There is little hope of survivors among the single-aisle jet’s 150 passengers and crew, French President Francois Hollande has said. That points to the biggest loss of life since an Adria Airways plane hit a mountain in Corsica in 1981, according to Paul Hayes, safety director at Ascend Worldwide.
Among more recent incidents, the fireball that brought down an Air France Concorde in Paris in 2000 killed 109 people on board and four on the ground, while the loss of Air France AF447 in 2009, which claimed 228 lives, happened far from French territory.
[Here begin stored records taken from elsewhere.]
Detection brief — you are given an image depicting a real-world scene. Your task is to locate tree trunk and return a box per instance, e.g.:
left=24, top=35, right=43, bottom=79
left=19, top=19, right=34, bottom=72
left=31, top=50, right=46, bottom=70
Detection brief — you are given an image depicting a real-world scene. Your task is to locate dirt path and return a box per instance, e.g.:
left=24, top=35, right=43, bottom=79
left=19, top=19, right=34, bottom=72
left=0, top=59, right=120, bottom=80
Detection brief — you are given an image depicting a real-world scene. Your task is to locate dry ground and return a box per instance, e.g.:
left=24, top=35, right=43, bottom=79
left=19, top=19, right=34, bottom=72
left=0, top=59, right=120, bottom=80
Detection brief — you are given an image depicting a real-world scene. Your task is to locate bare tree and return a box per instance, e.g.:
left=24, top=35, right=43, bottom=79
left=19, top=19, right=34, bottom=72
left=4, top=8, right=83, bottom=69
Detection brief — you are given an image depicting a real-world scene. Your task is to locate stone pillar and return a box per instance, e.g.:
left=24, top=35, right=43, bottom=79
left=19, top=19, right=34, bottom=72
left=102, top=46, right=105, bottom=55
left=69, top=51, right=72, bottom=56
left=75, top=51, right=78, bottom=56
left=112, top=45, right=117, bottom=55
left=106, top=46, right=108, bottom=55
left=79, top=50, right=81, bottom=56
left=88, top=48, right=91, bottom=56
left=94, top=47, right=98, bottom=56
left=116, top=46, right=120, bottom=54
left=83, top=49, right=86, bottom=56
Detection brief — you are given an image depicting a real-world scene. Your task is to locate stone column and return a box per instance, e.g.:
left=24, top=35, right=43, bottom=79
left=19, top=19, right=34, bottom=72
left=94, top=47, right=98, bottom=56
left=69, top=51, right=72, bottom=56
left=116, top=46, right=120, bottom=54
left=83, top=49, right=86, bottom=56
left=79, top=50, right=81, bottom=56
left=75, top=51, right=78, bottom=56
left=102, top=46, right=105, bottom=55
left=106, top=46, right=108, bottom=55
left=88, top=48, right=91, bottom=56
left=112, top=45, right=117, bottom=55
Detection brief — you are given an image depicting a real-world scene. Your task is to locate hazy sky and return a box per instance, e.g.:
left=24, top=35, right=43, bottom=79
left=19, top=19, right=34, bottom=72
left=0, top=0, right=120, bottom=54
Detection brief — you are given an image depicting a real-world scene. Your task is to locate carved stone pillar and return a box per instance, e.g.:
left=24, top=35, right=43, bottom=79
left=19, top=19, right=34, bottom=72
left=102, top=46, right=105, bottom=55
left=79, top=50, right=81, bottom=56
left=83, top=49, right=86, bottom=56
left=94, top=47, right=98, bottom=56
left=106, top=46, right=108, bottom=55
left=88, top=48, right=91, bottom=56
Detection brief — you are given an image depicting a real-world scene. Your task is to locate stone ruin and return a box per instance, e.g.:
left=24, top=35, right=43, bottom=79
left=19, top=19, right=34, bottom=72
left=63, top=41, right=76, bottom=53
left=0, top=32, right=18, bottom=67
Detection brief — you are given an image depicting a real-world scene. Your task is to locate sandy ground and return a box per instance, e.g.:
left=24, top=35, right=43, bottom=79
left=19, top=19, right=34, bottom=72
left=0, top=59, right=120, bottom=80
Tuesday’s tragedy marks the 12th fatal crash involving the Airbus Group A320 series, an industry workhorse with a generally good safety record for the miles flown, Hayes said.
“You’ve got to take into account that there have been thousands of A320 planes in operation for more than 25 years,” Hayes said by telephone. Ascend data shows that A320-series jets performed 8.8 million flights last year, equivalent to about 1 billion passenger sectors.
In the 1981 Corsican incident, the 180 people aboard died when the wing of the McDonnell Douglas MD-80-series plane flown by Slovenian national carrier Adria clipped 3,600-foot Mont San- Pietro while descending into Ajaccio.
Fatal crashes involving the A320 span an incident in which one passenger and one crew member were killed to the loss of 187 people on board on 12 on the ground when a plane operated by Brazil’s TAM Airlines, now part of Latam Airlines Group SA, overran the runway in Sao Paulo in 2007, plowing into airline offices and a warehouse.
Tuesday’s incident, in which a Germanwings flight from Barcelona to Dusseldorf was lost following a rapid descent from 38,000 feet to 5,000 feet over the town of Barcelonnette in the Alpes de Haute-Provence region, comes less than three months after a AirAsia A320 crashed into the sea in bad weather en route to Singapore from Surabaya, Indonesia, killing 162.
The worst crash on French soil happened on March 3, 1974, when a Turkish Airlines McDonnell Douglas DC-10 came down while climbing away from Paris. Some 334 passengers and 12 crew died in the incident, according to Ascend, with a subsequent probe finding that a cargo door had come open at 12,000 feet, leading to a rapid depressurization that cracked the cabin floor and severed control cables, Hayes said.
Known as the Ermenonville air disaster after the forest where the plane fell to earth, the crash was not only the worst on French soil but the deadliest involving a DC-10 and the fourth-worst in aviation history, excluding those who died on the ground in the Sept. 11, 2001, terror attacks.